Nanni Loris, Lumini Alessandra
DEIS, Università di Bologna, Viale Risorgimento 2, 40136 Bologna, Italy.
Amino Acids. 2009 Mar;36(3):409-16. doi: 10.1007/s00726-008-0076-z. Epub 2008 Apr 10.
The focus of this work is the use of ensembles of classifiers for predicting HIV protease cleavage sites in proteins. Due to the complex relationships in the biological data, several recent works show that often ensembles of learning algorithms outperform stand-alone methods. We show that the fusion of approaches based on different encoding models can be useful for improving the performance of this classification problem. In particular, in this work four different feature encodings for peptides are described and tested. An extensive evaluation on a large dataset according to a blind testing protocol is reported which demonstrates how different feature extraction methods and classifiers can be combined for obtaining a robust and reliable system.
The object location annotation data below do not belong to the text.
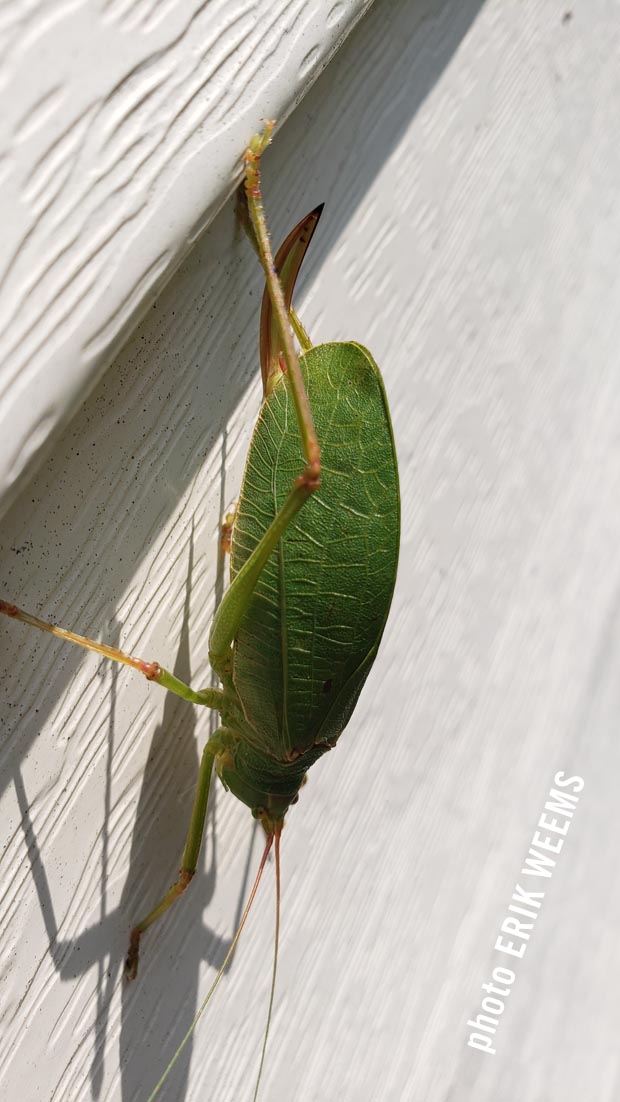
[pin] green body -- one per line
(313, 625)
(314, 557)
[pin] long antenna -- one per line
(207, 998)
(274, 971)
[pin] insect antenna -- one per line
(223, 968)
(274, 970)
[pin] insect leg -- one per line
(216, 744)
(210, 698)
(235, 603)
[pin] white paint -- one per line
(121, 132)
(471, 172)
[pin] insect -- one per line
(314, 546)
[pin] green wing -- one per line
(316, 617)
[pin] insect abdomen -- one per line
(312, 630)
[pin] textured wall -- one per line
(121, 127)
(469, 160)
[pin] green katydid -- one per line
(314, 548)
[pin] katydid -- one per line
(314, 544)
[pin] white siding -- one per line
(469, 160)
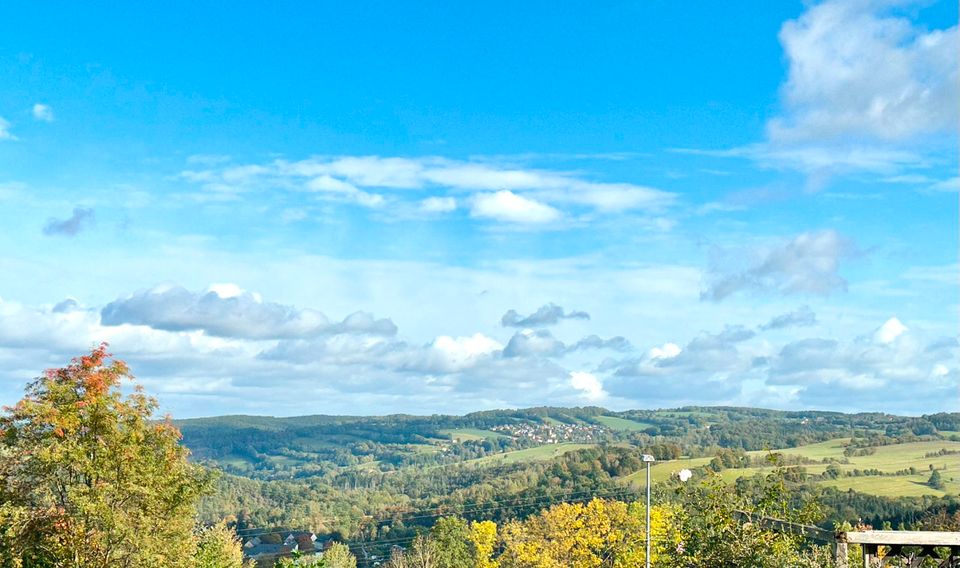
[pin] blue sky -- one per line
(289, 209)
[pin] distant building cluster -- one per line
(554, 433)
(275, 545)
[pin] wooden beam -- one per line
(902, 538)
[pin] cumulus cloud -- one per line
(497, 191)
(447, 354)
(801, 317)
(438, 204)
(862, 68)
(42, 112)
(589, 385)
(617, 343)
(889, 331)
(534, 342)
(81, 219)
(512, 208)
(892, 367)
(542, 343)
(227, 311)
(5, 133)
(947, 185)
(807, 264)
(549, 314)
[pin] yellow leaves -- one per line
(483, 538)
(584, 535)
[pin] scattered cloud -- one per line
(438, 204)
(889, 331)
(530, 342)
(864, 69)
(497, 191)
(951, 185)
(548, 314)
(618, 343)
(512, 208)
(801, 317)
(807, 264)
(891, 368)
(589, 385)
(227, 311)
(42, 112)
(81, 219)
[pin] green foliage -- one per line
(339, 556)
(301, 562)
(724, 525)
(89, 479)
(218, 547)
(451, 536)
(936, 480)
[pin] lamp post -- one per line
(648, 459)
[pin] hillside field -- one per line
(888, 459)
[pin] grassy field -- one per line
(540, 453)
(468, 434)
(887, 459)
(622, 424)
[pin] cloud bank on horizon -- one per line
(415, 240)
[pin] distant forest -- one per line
(384, 478)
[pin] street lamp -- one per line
(648, 459)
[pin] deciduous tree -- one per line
(89, 478)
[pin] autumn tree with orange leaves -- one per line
(89, 477)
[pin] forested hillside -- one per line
(386, 479)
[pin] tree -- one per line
(339, 556)
(483, 541)
(723, 525)
(591, 535)
(451, 543)
(88, 477)
(218, 547)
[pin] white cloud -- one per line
(889, 331)
(42, 112)
(447, 354)
(947, 185)
(512, 208)
(5, 133)
(809, 263)
(225, 310)
(438, 204)
(893, 369)
(589, 385)
(666, 351)
(859, 68)
(354, 176)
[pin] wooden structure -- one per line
(910, 547)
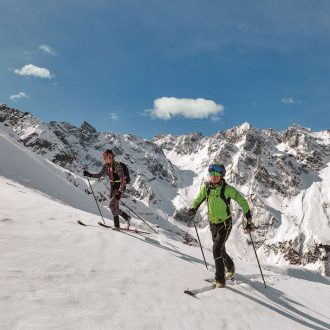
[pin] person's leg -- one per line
(126, 217)
(229, 263)
(220, 234)
(114, 207)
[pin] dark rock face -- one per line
(264, 163)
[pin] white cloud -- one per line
(32, 70)
(18, 96)
(47, 49)
(168, 107)
(114, 116)
(289, 100)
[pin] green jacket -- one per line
(217, 207)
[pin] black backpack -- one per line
(126, 172)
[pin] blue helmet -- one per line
(218, 168)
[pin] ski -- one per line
(229, 281)
(188, 292)
(81, 223)
(195, 292)
(137, 231)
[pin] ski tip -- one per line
(188, 292)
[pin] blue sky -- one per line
(149, 67)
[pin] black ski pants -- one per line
(114, 207)
(220, 233)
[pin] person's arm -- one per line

The comparison with other stand-alone approaches allows quantifying the performance improvement obtained by the ensembles proposed in this work.
这项工作的重点是使用分类器集成来预测蛋白质中的HIV蛋白酶切割位点。由于生物数据中存在复杂的关系,最近的一些研究表明,学习算法的集成通常比单独的方法表现更好。我们表明,基于不同编码模型的方法融合对于提高此分类问题的性能可能是有用的。特别是,在这项工作中描述并测试了四种不同的肽特征编码。报告了根据盲测协议在大型数据集上进行的广泛评估,该评估展示了如何将不同的特征提取方法和分类器结合起来以获得一个强大且可靠的系统。与其他单独方法的比较可以量化这项工作中提出的集成所获得的性能提升。